At very high energy levels, the electromagnetic and weak forces were one and the same

 "There are four known forces in the universe: gravity; electromagnetism; the strong force, which binds the nuclei of atoms together; and the weak force, which causes radioactive decay. The first two forces have been known for centuries, but the other two were discovered only in the first two decades of the 20th century.
Over the next decades, physicists struggled to find a theory that would account for all the forces, or what Einstein called a theory of everything. Though there were significant discoveries, particularly of new particles with exotic names like quarks (the components of protons and neutrons in the nucleus) and leptons (which include electrons but also more esoteric particles called muons and taus), a unified theory or model remained elusive.

In 1967, Dr. Weinberg began using something called gauge theory to study the interactions in weak forces, which had not been successfully explained up to that point.
Gauge theory had been developed in the 19th century by James Clerk Maxwell, a British physicist, in his seminal work to explain electromagnetism. In the 1950s, it was used by Robert Mills and Chen Ning Yang, a Chinese American physicist, who later won the Nobel Prize, to understand strong-force interactions.
But Dr. Weinberg’s application of gauge theory to the weak force soon ran into a problem.
Electromagnetism is a force that acts at large distances, but the weak force acts only at very short distances — smaller than the nucleus of an atom. In electromagnetism, when two particles — say, electrons — collide, they exchange a massless neutral particle called a photon, which is also known as a gauge boson. If two particles collide because of the weak force, gauge theory requires — because of the short distances of the interaction — that the gauge bosons that are exchanged be massive and possibly electrically charged.
Fortunately, several years earlier, physicists had come up with a way to generate mass for gauge bosons called the Higgs Mechanism. It was named for Peter Higgs, a British physicist, and it predicted the existence of a previously unknown particle that is responsible for giving other particles their mass. The particle was given the name the Higgs boson, and its discovery, in 2012, brought Dr. Higgs and his colleague François Englert the 2013 Nobel Prize.

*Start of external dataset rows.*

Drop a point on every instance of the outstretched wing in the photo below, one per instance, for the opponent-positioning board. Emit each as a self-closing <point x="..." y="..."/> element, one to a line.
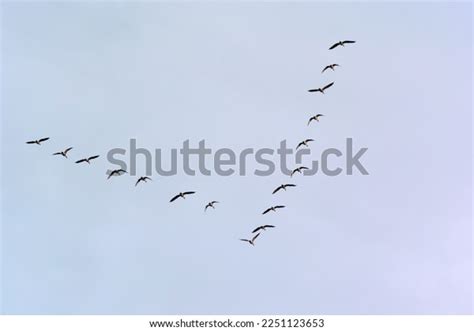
<point x="174" y="198"/>
<point x="266" y="211"/>
<point x="328" y="86"/>
<point x="277" y="189"/>
<point x="257" y="229"/>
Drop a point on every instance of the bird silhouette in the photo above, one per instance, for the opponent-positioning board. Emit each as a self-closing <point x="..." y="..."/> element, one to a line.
<point x="142" y="179"/>
<point x="274" y="208"/>
<point x="322" y="89"/>
<point x="87" y="160"/>
<point x="315" y="118"/>
<point x="298" y="170"/>
<point x="342" y="43"/>
<point x="181" y="195"/>
<point x="283" y="187"/>
<point x="251" y="241"/>
<point x="63" y="153"/>
<point x="38" y="141"/>
<point x="211" y="204"/>
<point x="304" y="143"/>
<point x="330" y="66"/>
<point x="263" y="227"/>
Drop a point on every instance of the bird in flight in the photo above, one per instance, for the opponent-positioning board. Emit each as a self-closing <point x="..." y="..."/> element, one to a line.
<point x="321" y="89"/>
<point x="304" y="143"/>
<point x="88" y="159"/>
<point x="211" y="204"/>
<point x="342" y="43"/>
<point x="117" y="172"/>
<point x="274" y="208"/>
<point x="181" y="195"/>
<point x="63" y="153"/>
<point x="142" y="179"/>
<point x="283" y="187"/>
<point x="38" y="141"/>
<point x="251" y="241"/>
<point x="315" y="118"/>
<point x="298" y="170"/>
<point x="263" y="227"/>
<point x="330" y="66"/>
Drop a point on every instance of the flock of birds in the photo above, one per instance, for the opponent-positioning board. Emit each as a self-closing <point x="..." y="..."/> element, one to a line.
<point x="257" y="231"/>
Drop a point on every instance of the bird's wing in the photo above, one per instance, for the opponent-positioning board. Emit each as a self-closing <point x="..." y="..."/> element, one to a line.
<point x="277" y="189"/>
<point x="255" y="237"/>
<point x="257" y="229"/>
<point x="174" y="198"/>
<point x="328" y="86"/>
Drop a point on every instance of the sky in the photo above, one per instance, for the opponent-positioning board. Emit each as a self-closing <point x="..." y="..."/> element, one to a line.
<point x="95" y="75"/>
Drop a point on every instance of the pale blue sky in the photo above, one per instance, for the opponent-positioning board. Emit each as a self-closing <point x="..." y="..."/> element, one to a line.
<point x="94" y="75"/>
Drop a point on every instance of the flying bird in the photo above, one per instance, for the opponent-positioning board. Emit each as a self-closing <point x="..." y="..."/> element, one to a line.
<point x="330" y="66"/>
<point x="38" y="141"/>
<point x="315" y="118"/>
<point x="283" y="187"/>
<point x="142" y="179"/>
<point x="251" y="241"/>
<point x="304" y="143"/>
<point x="321" y="89"/>
<point x="181" y="195"/>
<point x="211" y="204"/>
<point x="263" y="227"/>
<point x="298" y="170"/>
<point x="63" y="153"/>
<point x="342" y="43"/>
<point x="274" y="208"/>
<point x="88" y="159"/>
<point x="117" y="172"/>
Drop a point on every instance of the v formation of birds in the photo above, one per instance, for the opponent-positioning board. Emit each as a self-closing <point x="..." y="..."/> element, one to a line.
<point x="257" y="231"/>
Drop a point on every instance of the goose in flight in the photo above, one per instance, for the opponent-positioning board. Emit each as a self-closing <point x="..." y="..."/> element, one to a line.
<point x="298" y="170"/>
<point x="181" y="195"/>
<point x="251" y="241"/>
<point x="63" y="153"/>
<point x="88" y="159"/>
<point x="315" y="118"/>
<point x="38" y="141"/>
<point x="263" y="227"/>
<point x="117" y="172"/>
<point x="304" y="143"/>
<point x="274" y="208"/>
<point x="211" y="204"/>
<point x="283" y="187"/>
<point x="142" y="179"/>
<point x="330" y="66"/>
<point x="342" y="43"/>
<point x="321" y="89"/>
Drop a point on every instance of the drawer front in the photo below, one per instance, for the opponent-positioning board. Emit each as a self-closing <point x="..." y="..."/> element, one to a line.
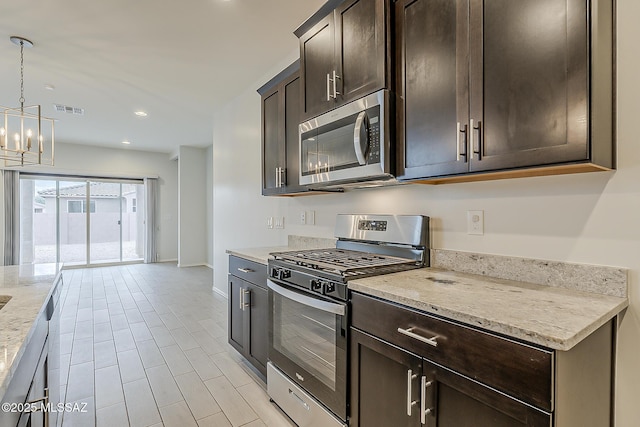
<point x="250" y="271"/>
<point x="524" y="372"/>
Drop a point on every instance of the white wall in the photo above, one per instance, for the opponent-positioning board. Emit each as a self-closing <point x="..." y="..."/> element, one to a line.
<point x="239" y="211"/>
<point x="209" y="179"/>
<point x="192" y="206"/>
<point x="126" y="162"/>
<point x="588" y="218"/>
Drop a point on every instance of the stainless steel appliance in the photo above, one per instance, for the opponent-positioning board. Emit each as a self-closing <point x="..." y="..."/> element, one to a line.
<point x="309" y="310"/>
<point x="348" y="144"/>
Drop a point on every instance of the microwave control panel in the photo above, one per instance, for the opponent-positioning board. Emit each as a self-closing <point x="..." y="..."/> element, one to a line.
<point x="374" y="137"/>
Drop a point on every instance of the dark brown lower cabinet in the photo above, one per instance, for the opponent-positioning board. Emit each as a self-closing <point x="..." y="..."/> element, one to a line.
<point x="411" y="368"/>
<point x="389" y="385"/>
<point x="248" y="313"/>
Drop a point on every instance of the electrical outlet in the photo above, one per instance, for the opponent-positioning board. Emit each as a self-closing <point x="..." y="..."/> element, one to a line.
<point x="475" y="222"/>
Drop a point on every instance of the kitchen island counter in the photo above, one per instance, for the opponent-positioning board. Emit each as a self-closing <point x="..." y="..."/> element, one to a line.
<point x="29" y="287"/>
<point x="549" y="316"/>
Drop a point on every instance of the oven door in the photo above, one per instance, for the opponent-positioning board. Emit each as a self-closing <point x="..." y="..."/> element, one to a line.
<point x="308" y="342"/>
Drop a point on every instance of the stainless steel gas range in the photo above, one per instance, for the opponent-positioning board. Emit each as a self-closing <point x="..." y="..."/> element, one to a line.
<point x="309" y="310"/>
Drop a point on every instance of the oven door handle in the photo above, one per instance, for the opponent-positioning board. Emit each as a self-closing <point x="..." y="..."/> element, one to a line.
<point x="316" y="303"/>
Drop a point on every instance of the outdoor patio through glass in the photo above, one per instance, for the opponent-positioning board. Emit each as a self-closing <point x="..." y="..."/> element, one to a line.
<point x="81" y="221"/>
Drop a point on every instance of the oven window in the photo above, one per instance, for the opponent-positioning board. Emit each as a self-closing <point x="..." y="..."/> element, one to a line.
<point x="306" y="336"/>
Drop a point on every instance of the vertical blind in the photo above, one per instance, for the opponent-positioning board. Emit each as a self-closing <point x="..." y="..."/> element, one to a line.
<point x="150" y="191"/>
<point x="11" y="217"/>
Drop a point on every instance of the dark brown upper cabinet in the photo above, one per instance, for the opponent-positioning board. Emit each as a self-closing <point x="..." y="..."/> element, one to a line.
<point x="343" y="53"/>
<point x="510" y="88"/>
<point x="280" y="120"/>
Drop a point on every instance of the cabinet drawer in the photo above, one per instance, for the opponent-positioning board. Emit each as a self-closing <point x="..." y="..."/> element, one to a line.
<point x="520" y="370"/>
<point x="250" y="271"/>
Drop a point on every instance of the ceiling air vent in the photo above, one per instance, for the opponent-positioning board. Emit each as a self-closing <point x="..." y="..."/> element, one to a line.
<point x="68" y="110"/>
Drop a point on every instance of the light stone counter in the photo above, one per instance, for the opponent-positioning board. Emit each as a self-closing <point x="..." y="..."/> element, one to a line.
<point x="29" y="287"/>
<point x="261" y="255"/>
<point x="550" y="316"/>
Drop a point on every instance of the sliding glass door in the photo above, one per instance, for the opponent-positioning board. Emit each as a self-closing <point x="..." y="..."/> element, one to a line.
<point x="72" y="221"/>
<point x="80" y="221"/>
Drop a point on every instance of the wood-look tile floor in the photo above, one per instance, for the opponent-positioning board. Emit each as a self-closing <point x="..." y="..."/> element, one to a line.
<point x="146" y="345"/>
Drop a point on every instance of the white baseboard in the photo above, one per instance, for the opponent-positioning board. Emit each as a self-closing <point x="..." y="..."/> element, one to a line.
<point x="221" y="293"/>
<point x="191" y="265"/>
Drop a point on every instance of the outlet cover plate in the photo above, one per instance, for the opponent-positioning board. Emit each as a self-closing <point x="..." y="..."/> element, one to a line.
<point x="475" y="223"/>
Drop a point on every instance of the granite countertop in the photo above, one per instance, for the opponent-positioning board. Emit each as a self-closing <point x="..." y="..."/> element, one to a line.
<point x="260" y="255"/>
<point x="29" y="287"/>
<point x="546" y="315"/>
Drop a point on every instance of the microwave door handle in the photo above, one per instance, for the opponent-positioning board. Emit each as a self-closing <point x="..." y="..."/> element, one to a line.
<point x="357" y="133"/>
<point x="316" y="303"/>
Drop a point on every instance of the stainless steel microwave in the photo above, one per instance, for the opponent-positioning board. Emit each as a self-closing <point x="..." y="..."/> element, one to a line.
<point x="349" y="144"/>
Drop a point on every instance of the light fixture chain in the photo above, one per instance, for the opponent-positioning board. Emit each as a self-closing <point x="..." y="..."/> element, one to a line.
<point x="21" y="73"/>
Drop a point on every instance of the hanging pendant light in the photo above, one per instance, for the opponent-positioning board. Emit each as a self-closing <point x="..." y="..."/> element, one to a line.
<point x="26" y="137"/>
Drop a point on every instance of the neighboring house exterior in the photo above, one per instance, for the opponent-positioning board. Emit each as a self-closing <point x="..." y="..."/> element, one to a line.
<point x="104" y="207"/>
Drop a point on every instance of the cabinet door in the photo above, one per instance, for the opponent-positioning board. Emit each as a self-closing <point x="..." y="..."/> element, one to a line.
<point x="361" y="39"/>
<point x="237" y="288"/>
<point x="316" y="64"/>
<point x="257" y="302"/>
<point x="273" y="148"/>
<point x="291" y="89"/>
<point x="384" y="380"/>
<point x="529" y="82"/>
<point x="454" y="400"/>
<point x="432" y="83"/>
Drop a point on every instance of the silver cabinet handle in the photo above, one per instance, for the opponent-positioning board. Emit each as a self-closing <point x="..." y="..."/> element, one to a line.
<point x="424" y="411"/>
<point x="409" y="332"/>
<point x="475" y="143"/>
<point x="283" y="177"/>
<point x="246" y="297"/>
<point x="357" y="131"/>
<point x="45" y="401"/>
<point x="328" y="87"/>
<point x="459" y="153"/>
<point x="410" y="403"/>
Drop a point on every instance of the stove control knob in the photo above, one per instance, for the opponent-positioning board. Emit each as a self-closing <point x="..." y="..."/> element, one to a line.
<point x="329" y="288"/>
<point x="316" y="285"/>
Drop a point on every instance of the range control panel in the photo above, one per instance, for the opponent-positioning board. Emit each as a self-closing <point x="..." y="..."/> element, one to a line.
<point x="369" y="225"/>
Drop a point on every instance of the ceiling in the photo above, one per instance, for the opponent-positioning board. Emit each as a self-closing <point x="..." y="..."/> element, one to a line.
<point x="179" y="61"/>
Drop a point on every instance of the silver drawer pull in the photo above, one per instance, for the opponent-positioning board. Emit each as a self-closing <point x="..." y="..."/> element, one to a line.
<point x="409" y="332"/>
<point x="410" y="402"/>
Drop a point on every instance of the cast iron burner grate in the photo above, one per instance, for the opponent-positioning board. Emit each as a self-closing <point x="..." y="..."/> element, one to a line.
<point x="342" y="261"/>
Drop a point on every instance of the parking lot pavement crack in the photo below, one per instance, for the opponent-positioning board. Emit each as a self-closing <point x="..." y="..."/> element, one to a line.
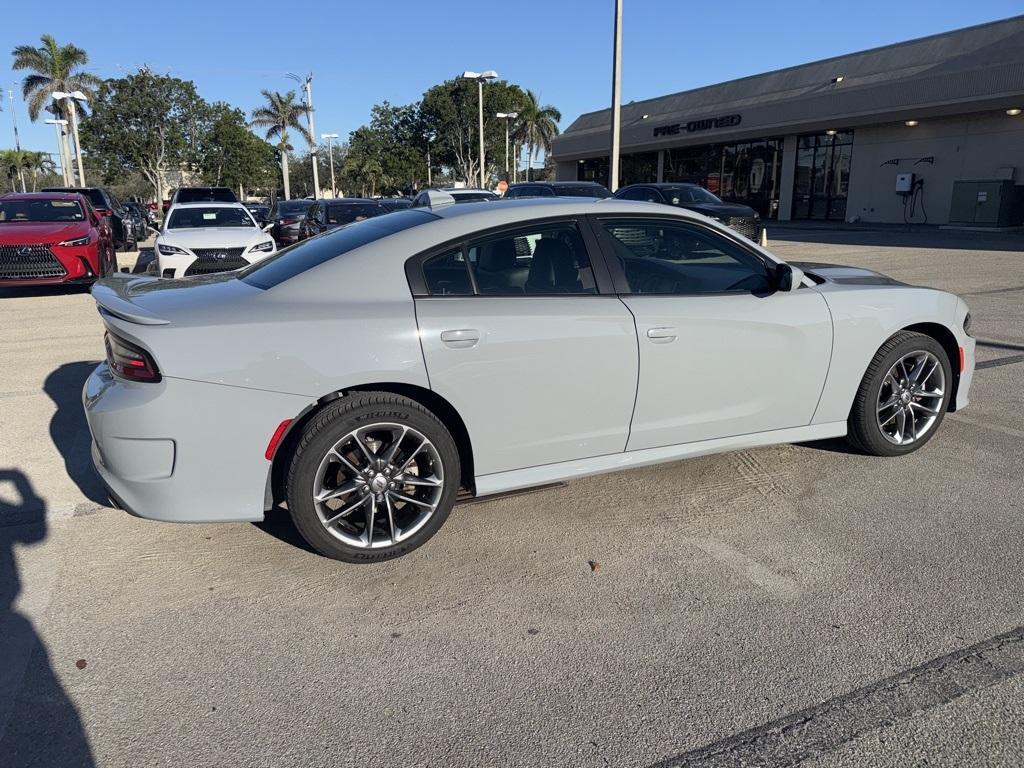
<point x="825" y="727"/>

Using this new idea, Dr. Weinberg was able to create a model in which weak interactions produced massive, at least by atomic standards, gauge boson particles. He called them W and Z bosons.
His theory also predicted that in some collisions — for example, between two electrically neutral particles like a neutron and a neutrino — a neutral current, as opposed to a charged one, would be created, indicating that there had been an exchange of a Z boson.
Dr. Weinberg theorized that there was a link between the photon and the W and Z bosons, suggesting that they were created by the same force. The conclusion was that, at very high energy levels, the electromagnetic and weak forces were one and the same. It was a step on the path to the unified theory that physicists had been searching for."